Back in 2019, Bell called for such a measure, describing their exclusion as a ‘totally unjustifiable’ risk to the government’s finances. He went on to say: ‘This has the ludicrous effect that people will perversely be encouraged to spend all other assets in retirement before touching their pensions.’
On the taxation of pensions, Bell has not had as much success, which suggests that an assault on pension tax breaks could well feature in the Budget.
Six years ago, he argued for three changes.
First, a draconian cut in the tax-free cash that can be taken from your pension.
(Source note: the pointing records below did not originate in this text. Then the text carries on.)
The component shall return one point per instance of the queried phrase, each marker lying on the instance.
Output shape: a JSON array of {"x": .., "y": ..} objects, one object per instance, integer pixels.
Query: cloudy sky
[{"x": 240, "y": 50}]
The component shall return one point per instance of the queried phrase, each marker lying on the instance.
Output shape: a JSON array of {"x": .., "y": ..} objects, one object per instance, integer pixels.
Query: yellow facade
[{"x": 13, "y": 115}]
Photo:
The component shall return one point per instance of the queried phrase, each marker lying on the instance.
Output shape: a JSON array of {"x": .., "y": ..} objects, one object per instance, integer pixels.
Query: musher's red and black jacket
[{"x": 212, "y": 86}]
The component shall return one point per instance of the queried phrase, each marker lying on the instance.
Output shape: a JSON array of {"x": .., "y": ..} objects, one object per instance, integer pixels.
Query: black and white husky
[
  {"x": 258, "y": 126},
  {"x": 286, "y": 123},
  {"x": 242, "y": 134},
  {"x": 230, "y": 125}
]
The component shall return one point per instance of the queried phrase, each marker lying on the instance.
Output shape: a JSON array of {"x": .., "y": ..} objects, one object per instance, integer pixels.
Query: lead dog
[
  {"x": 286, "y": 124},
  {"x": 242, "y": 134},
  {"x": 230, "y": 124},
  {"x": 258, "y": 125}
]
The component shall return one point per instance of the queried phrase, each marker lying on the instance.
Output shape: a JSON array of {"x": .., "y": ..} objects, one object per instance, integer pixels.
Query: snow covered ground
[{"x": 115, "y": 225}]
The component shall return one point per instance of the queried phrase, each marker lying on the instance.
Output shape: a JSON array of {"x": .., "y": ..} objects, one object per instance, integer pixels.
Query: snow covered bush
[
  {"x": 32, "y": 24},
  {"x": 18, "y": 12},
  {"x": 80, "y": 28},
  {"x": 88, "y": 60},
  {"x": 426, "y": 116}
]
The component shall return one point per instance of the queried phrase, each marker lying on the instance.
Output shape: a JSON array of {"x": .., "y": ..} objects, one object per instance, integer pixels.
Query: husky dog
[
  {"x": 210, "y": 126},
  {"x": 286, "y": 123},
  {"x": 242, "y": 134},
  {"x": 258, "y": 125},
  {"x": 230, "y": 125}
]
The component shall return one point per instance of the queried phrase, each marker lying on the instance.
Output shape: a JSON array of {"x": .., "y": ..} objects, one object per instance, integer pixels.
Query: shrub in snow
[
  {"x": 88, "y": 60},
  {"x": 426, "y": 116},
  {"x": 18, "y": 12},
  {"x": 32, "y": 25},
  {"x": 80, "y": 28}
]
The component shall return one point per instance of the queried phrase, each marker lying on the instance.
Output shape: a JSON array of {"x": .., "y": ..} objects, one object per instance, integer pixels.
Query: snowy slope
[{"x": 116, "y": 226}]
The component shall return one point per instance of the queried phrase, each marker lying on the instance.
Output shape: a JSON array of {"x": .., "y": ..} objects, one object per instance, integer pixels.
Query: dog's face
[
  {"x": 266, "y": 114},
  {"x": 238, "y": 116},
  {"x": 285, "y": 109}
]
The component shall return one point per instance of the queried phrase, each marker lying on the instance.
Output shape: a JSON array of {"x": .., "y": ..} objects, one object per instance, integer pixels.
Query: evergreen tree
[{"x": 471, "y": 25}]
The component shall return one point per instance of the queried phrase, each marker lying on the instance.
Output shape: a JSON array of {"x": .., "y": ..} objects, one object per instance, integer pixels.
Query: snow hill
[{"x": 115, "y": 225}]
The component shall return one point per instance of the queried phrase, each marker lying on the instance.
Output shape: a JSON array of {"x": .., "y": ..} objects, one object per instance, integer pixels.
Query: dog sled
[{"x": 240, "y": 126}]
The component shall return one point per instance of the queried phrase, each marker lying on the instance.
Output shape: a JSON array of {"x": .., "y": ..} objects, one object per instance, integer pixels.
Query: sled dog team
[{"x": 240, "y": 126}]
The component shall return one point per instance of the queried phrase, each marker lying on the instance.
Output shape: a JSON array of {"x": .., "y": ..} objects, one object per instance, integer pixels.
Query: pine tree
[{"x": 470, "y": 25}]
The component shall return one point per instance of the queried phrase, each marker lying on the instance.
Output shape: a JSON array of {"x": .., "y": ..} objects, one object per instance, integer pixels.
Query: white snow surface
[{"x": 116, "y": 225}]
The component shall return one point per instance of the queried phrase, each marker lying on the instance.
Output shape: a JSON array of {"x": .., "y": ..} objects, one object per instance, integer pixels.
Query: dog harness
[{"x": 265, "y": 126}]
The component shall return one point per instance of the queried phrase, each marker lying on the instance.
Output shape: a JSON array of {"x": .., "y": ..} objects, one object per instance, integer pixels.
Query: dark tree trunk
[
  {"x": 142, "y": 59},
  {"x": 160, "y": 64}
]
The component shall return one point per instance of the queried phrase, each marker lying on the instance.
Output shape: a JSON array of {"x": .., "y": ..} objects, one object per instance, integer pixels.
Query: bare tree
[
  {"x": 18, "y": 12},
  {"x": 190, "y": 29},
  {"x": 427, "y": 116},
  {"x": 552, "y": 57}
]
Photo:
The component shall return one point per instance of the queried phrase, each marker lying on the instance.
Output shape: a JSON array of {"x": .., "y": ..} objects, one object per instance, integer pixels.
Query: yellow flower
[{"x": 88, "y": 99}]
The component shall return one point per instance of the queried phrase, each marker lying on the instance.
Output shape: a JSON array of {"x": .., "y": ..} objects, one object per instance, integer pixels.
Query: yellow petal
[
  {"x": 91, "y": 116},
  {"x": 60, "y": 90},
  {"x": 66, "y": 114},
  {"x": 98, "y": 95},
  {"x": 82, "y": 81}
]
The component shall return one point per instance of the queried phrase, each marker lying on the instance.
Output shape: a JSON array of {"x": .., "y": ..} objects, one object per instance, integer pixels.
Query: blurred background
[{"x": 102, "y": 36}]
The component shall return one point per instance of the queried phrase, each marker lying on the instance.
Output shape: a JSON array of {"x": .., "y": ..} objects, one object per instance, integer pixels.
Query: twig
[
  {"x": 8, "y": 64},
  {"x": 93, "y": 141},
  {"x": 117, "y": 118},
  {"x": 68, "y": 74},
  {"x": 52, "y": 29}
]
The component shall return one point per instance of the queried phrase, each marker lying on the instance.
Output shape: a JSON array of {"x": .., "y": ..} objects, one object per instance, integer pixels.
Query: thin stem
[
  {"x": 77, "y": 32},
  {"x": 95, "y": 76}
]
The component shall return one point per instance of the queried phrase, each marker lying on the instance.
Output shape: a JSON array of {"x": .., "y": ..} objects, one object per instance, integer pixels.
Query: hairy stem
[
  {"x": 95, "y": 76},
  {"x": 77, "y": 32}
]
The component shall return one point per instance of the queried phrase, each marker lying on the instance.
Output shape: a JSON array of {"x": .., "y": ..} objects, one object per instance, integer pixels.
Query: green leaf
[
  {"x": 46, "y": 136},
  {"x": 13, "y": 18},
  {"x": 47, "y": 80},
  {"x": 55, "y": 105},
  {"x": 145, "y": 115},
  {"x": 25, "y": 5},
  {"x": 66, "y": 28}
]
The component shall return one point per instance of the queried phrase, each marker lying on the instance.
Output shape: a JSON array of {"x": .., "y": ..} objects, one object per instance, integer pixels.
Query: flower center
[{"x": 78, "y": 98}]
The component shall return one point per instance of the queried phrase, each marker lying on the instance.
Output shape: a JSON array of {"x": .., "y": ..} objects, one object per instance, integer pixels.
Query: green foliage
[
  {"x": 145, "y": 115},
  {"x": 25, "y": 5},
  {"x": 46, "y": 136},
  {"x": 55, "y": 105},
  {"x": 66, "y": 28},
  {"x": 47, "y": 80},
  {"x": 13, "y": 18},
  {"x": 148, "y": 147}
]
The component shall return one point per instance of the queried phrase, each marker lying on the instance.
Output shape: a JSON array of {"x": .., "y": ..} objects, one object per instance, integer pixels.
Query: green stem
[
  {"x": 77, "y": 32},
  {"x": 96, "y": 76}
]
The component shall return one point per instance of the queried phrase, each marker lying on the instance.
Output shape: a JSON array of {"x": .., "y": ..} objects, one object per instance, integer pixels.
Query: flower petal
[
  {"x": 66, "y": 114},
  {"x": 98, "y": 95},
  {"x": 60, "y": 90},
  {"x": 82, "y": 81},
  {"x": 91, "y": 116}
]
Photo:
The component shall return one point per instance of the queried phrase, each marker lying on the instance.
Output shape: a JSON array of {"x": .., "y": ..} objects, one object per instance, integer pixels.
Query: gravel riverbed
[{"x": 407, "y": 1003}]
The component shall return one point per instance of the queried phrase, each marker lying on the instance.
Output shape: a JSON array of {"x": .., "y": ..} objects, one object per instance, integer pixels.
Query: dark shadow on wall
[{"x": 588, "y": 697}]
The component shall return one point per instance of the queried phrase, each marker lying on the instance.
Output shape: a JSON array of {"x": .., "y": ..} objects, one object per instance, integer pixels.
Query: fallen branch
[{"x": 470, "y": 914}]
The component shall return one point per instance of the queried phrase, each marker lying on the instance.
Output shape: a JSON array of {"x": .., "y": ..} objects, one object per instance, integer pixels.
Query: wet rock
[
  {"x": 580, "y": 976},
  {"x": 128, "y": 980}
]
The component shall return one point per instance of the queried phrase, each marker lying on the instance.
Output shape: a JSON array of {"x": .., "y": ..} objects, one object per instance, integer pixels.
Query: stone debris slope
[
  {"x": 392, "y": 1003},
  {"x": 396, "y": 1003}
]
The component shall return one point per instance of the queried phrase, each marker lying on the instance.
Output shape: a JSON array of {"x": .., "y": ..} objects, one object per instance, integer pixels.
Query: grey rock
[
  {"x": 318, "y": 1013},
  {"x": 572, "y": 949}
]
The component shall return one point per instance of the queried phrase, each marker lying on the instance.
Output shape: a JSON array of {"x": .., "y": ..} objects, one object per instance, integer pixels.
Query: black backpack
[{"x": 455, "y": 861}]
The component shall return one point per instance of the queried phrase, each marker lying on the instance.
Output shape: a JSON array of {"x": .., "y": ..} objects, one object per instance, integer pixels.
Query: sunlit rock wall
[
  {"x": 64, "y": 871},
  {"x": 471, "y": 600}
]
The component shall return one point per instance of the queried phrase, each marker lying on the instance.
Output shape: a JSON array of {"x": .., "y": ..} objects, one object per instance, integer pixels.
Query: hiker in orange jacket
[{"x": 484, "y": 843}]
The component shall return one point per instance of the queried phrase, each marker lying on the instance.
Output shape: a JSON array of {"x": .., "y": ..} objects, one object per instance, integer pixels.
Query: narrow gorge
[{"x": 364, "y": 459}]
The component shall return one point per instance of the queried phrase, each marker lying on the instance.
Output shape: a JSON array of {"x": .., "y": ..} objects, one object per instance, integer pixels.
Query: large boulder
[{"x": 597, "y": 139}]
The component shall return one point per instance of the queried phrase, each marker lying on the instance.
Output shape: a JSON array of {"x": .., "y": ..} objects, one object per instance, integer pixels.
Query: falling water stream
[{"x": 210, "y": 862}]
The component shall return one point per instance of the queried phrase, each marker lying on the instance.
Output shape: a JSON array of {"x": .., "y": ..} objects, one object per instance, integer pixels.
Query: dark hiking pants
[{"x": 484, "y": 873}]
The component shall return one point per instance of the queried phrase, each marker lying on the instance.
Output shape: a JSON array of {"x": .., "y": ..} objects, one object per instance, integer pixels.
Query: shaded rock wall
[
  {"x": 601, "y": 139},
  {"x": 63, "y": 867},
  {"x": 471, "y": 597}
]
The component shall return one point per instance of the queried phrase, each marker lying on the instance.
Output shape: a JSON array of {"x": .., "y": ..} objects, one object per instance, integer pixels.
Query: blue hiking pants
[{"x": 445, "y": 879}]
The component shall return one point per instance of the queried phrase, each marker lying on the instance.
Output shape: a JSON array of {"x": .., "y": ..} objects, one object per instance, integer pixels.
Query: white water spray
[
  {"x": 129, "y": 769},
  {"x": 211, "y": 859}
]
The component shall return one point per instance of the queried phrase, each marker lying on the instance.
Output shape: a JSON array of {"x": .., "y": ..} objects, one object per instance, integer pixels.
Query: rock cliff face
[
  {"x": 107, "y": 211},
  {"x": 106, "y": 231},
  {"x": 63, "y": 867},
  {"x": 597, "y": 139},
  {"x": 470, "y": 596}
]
He called for a cap of £40,000 compared to the current rules which typically allow 25 per cent of a pension pot to be tax-free, subject to a cash cap of £268,275.
Secondly, he said a flat rate of tax relief on pension contributions should be introduced, replacing the current system where tax relief is based on whether you are a basic, higher rate or additional rate taxpayer.
Thirdly, he suggested employers should pay NI on payments they make into workers’ pensions.
While this latter idea is probably a no-go, given the devastating NI assault already launched on businesses by Labour, a horrible curb in tax-free pension cash looks increasingly likely by the day.
And if Bell helps out in future Budgets (or heaven forbid, delivers them as Chancellor), flat rate tax relief could well come into play.
Bell’s final thought in his 2019 missive was to take a pop at tax-friendly Isas, saying they exempt ‘huge amounts of better-off individuals’ savings income from tax’ – when they should be a means ‘to encourage lower-income families to save’.
We already know the annual Isa allowance for cash savers is likely to take a severe haircut at some stage. But with Bell now dictating Budget policy, I imagine details of the savaging will be announced on Budget Day with a reduced allowance (£4,000 if I was a betting man) kicking in from April 6.
Given Bell’s loathing of tax breaks for well-off savers, I wouldn’t be surprised if the tax-free personal savings allowance was limited to basic rate taxpayers. Currently, 40 per cent taxpayers get an allowance of £500, half that available to basic rate taxpayers.
Yes, dear readers, there’s trouble ahead. Big trouble. Get your finances in order. The ‘Bell’ tolls for our wealth.